Y con el paso del tiempo, hace apenas dos años, justamente cuando preparabas una nueva estancia en la central, ya muy bien instalado en los rangos importantes de la empresa, Carla, esa Carla que duerme ahora tan profundamente a tu lado como si lo hiciese en el más cómodo de los lechos, volvió a aparecer en tu vida, después de una nueva ausencia larga, esta vez con otras perspectivas.
Debía de haber regresado algún tiempo antes y visitado a Tere y a Silvio, pero Tere no te dijo nada y no habías coincidido con ella en casa, porque tampoco se albergaba allí.
Era una noche de sábado y estabas celebrando la clausura de una convención que había traído a Madrid a colegas alemanes, habías cenado con ellos y algunos compañeros del laboratorio, y luego os dirigisteis a una sala de fiestas para tomar una copa. Estaba con vosotros Gisela y tú bailabas con ella, algo que hacía mucho tiempo, años, que no habías hecho con nadie, y que parecía del todo imposible que pudiese producirse. Pero el ambiente de la noche era relajado, agradable, alguien recordó otros tiempos, y en aquella sala de fiestas del Retiro estabas enlazado al sólido cuerpo de Gisela, que mientras bailabais te hablaba de sus planes para un puente cercano, marcharse con alguien a Sicilia, seguramente con alguno de los miembros de su particular harén, y tú le respondías burlándote de sus continuas ganas de festejo.

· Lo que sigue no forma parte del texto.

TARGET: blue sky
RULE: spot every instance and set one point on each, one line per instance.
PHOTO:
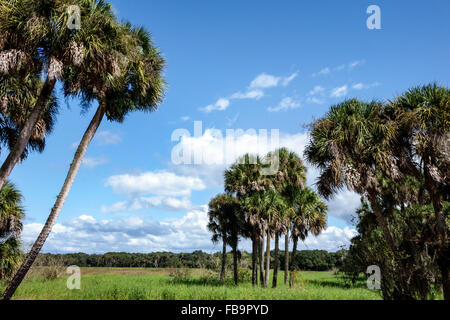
(251, 64)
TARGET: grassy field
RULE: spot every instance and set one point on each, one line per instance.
(158, 284)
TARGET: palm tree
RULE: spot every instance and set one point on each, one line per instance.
(11, 214)
(421, 120)
(243, 180)
(289, 181)
(34, 33)
(136, 85)
(347, 146)
(310, 217)
(224, 224)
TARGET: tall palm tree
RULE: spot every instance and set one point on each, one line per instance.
(347, 146)
(224, 224)
(11, 214)
(136, 84)
(244, 179)
(35, 33)
(421, 120)
(310, 218)
(289, 181)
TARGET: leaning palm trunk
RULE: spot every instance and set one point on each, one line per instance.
(73, 170)
(294, 251)
(286, 257)
(235, 264)
(275, 262)
(27, 130)
(224, 258)
(443, 253)
(382, 221)
(254, 261)
(261, 259)
(267, 271)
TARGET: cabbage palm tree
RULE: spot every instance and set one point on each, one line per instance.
(421, 119)
(310, 218)
(347, 146)
(224, 215)
(134, 83)
(34, 33)
(243, 180)
(289, 181)
(11, 214)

«No te rías —dijo Gisela, y en sus ojos había un inusual gesto tierno—, este es un chico que me gusta mucho, y no me extrañaría que clausurase el harén y me dedicase solo a él».
Al acabar la pieza y regresar a vuestra mesa, incapaz todavía de hablar ante la sorprendente confesión de Gisela, descubriste a Carla sentada más allá, en compañía de otra mujer y de dos hombres. Ella te hizo un gesto con la mano y te acercaste. Acababa de llegar a España, te informó. Quienes la acompañaban eran un productor, su mujer y otro profesional del equipo con el que ahora ella colaboraba. Un encuentro fortuito, que no tenía por qué acarrear ninguna consecuencia, pero al despediros Carla te dijo que quería hablar contigo de Tere, y te dio un número de teléfono móvil.
La miraste con curiosidad y te pareció que, tras su aspecto frío, había un mensaje de preocupación.